Direktur Eksekutif Amnesty Internasional Indonesia tersebut pun mengaku sejak awal sudah meminta kepada pihak kepolisian agar Ananda dibebaskan segera dan tanpa syarat.
"Dan itu sudah dipenuhi oleh Polda (Metro Jaya). Dan kami ingin menyampaikan apresiasi setelah itu kita bawa pulang Ananda karena Ananda perlu istirahat," jelasnya.
Ananda Badudu ditangkap penyidik Reserse Mobile (Resmob) Direktorat Reserse Kriminal Umum (Ditreskrimum) Polda Metro Jaya pada Jumat pagi (27/9) sekitar pukul 04.34 WIB. Ananda ditangkap karena menggalang dana untuk aksi gerakan mahasiswa di depan Gedung DPR pada Selasa (24/9).
Ananda akhirnya hanya diperiksa sebagai saksi karena mahasiswa yang ditangkap polisi mengaku mendapatkan dana dari Ananda Badudu. Sehingga, penyidik memerlukan keterangan dari Ananda.

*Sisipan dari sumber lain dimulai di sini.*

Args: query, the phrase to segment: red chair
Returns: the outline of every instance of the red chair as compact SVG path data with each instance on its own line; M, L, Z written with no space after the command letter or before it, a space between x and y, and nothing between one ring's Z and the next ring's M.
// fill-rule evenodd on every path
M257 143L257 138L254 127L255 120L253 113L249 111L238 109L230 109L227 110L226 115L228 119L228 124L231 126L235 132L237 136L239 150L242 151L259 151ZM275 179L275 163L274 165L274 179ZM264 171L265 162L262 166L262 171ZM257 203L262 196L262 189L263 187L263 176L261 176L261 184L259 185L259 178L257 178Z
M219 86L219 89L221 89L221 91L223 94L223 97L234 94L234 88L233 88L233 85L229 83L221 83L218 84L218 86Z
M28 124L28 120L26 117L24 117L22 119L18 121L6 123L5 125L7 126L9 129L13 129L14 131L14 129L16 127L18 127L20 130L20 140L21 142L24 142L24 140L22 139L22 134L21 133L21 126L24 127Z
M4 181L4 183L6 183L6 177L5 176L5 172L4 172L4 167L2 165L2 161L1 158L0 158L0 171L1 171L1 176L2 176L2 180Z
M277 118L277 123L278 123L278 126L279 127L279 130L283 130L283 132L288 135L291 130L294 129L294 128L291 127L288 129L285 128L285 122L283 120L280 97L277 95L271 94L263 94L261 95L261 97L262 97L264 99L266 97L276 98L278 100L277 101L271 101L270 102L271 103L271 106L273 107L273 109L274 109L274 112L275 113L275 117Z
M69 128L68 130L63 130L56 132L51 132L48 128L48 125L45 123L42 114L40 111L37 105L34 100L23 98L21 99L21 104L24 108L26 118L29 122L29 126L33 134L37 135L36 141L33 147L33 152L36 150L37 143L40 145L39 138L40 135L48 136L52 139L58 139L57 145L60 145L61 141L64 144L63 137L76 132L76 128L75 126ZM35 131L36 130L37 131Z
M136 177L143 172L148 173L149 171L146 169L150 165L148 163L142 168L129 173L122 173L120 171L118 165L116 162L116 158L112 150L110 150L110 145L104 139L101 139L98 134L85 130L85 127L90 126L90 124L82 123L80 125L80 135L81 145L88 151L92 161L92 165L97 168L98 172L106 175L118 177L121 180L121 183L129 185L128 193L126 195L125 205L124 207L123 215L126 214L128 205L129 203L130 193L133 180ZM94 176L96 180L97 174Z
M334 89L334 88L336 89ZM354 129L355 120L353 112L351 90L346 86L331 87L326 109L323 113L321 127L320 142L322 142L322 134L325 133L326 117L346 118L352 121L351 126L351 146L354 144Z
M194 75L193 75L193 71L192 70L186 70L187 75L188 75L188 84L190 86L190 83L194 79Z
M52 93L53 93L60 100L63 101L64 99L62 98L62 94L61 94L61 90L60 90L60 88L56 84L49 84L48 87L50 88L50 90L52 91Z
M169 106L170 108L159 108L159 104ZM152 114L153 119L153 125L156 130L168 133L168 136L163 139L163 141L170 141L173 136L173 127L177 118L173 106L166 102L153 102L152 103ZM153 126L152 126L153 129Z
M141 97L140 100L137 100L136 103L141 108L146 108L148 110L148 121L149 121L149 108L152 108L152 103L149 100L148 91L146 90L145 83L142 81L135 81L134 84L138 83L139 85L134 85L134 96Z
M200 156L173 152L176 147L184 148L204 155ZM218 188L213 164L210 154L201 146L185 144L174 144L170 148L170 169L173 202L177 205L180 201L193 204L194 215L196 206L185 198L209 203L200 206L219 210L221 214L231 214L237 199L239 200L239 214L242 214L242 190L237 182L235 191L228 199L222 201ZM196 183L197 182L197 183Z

"Awalnya ada masa demo yang dijadikan tersangka karena melawan petugas, dari hasil pemeriksaan tersangka mengaku kalau mendapat transfer uang Rp 10 juta dari saksi (Ananda). Makanya, saksi (Ananda) diklarifikasi hari ini. Selesai diperiksa dipulangkan," kata Kabid Humas Polda Metro Jaya, Kombes Argo Yuwono, Jumat (27/9).